L’empire romain aux Ier-IIIe siècles

Durant la période, on observe une réelle évolution dans l’octroi de la citoyenneté romaine. D’abord limitée à des élites méritantes (Tables claudiennes en 48), le statut de citoyen romain est finalement octroyé à tous les habitants de l’empire, sans condition, par l’édit de Caracalla en 212.

Au début du Ier siècle, l’acquisition de la citoyenneté romaine passe soit par la naissance (on est/naît enfant de citoyen), soit par décision ou faveur impériale.

Le citoyen a un statut social et juridique privilégié : il possède des droits civils comme la possession de la terre et la protection juridique. Devenir citoyen romain est donc perçu comme un symbole de réussite sociale et d’intégration culturelle.

Mais tous les citoyens ne voient pas forcément d’un bon œil l’octroi de la citoyenneté romaine à des étrangers (ou pérégrins) dès lors que cela leur permet aussi d’entrer au Sénat ! L’exemple de la décision de Claude (41-54) en 48 en témoigne.

Souhaitant renouveler le Sénat, l’empereur décide d’y admettre des notables gaulois devenus citoyens romains. Ses arguments sont exposés dans les Tables claudiennes, gravés dans le bronze.

Anticipant l’opposition des sénateurs, Claude (né à Lyon lorsque son père y était légat des Gaules) justifie sa position par le fait que :

* le Sénat compte déjà dans ses rangs de nombreux provinciaux ;

* la Gaule chevelue (Aquitaine, Lyonnaise et Belgique) est pacifique, fidèle et obéissante, prouvant ainsi que les Gaulois ont l’amour de Rome et de l’empire ;

* la romanisation de la Gaule est réelle ;

* Rome a tout à gagner à intégrer des vaincus et/ou étrangers car cela renforcera et enrichira l’empire.

Mais la promotion des provinciaux gaulois dans l’ordre sénatorial pose problème à de nombreux sénateurs : ces étrangers sont issus de familles ayant tué des Romains lors de la « guerre des Gaules ». Autre argument mis en avant : le Latium est de moins en moins représenté au Sénat ; celui-ci est de moins en moins « romain », donc menacé d’une réelle perte d’identité… Ci-dessous, le Sénat romain (tableau de Cesare Maccari en 1889, « Ciceron contre Catilina »)

La vraie raison est néanmoins plutôt dans le refus des sénateurs de partager le pouvoir avec des étrangers qui accèdent ainsi trop facilement aux magistratures romaines.
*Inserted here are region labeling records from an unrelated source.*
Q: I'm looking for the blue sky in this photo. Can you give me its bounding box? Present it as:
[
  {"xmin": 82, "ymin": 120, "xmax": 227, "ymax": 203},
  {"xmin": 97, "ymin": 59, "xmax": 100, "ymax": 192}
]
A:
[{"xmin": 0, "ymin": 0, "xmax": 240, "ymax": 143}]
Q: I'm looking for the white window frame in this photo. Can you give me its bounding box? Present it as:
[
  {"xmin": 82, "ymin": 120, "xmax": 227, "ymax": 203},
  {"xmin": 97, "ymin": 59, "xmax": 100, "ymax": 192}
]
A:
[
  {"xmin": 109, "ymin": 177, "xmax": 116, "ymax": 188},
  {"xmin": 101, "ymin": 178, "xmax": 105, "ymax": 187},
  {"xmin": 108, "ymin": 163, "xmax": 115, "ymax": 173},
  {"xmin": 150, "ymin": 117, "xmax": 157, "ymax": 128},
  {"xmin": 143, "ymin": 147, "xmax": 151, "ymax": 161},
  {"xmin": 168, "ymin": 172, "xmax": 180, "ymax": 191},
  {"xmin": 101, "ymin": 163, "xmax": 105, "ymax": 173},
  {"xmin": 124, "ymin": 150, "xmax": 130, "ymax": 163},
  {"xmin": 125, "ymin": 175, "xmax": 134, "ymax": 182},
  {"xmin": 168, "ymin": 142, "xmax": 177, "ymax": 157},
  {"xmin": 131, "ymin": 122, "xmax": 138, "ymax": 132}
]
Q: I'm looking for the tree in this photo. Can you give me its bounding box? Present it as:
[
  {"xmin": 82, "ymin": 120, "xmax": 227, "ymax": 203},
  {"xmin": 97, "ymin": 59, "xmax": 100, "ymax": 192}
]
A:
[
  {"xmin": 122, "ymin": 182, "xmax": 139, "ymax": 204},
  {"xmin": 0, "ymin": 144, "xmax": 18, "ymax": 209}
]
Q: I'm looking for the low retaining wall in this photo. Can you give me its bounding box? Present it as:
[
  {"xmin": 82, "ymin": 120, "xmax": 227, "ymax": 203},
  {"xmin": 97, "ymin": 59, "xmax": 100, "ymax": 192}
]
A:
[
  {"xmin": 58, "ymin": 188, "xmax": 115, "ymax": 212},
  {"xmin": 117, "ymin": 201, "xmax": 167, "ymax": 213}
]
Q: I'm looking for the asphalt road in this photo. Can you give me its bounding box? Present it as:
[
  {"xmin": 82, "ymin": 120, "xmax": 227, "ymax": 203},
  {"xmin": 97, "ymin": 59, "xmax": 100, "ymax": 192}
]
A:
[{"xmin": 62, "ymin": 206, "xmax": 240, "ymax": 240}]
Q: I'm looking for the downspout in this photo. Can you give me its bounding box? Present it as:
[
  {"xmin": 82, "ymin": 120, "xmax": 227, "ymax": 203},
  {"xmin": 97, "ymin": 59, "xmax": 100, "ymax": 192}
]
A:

Car celles-ci sont normalement soumises à un « cursus honorum » (une carrière des honneurs).

On observe ainsi que si les citoyens ont tous des droits civils, tous n’ont pas de (ou les mêmes) droits politiques. La citoyenneté romaine est très inégalitaire, à l’inverse de la citoyenneté athénienne.

Les critères d’inégalité sont de deux natures : financière et politique.

Il existe une vraie hiérarchie entre les citoyens :

* une minorité de (très) riches constituant l’ordre sénatorial (sénateurs) et l’ordre équestre (chevaliers), pouvant exercer des charges dans la magistrature et l’administration ;

* une majorité de simples citoyens membres de la plèbe urbaine. Cette plèbe populaire ne possède pas de droits politiques ; cela est compensé (?) par des distributions gratuites de blé et l’organisation de jeux. Nourrir le peuple et le divertir (« du pain et des jeux », « panem et circenses »), gage de paix sociale ?

Après la décision de Claude en 48, d’autres empereurs seront amenés à octroyer la citoyenneté romaine à quelques étrangers méritants. Car il faut pouvoir justifier la demande d’un privilège (qui plus est auprès de l’empereur); la notion de mérite personnel est de fait conditionnée à l’octroi de la citoyenneté.

Pourtant, en 212, l’empereur Caracalla (211-217) décide de l’octroyer à tous les pérégrins de l’empire, sans condition.

Méritants ou non, tous les habitants libres vivant dans les limites de l’empire obtiennent la citoyenneté romaine ! L’édit (connu par un papyrus en assez mauvais état découvert en 1901, voir ci-dessous) avance notamment comme argument la participation du plus grand nombre au culte des dieux et de l’empereur. D’autres y voient davantage l’occasion pour l’empereur de remplir avantageusement les caisses de l’État, augmentant ainsi ses revenus…

Ainsi donc, malgré une absence d’égalité entre les citoyens, la citoyenneté romaine apparaît comme ouverte. Une conception en totale opposition avec la citoyenneté athénienne à l’époque classique, fermée bien qu’égalitaire.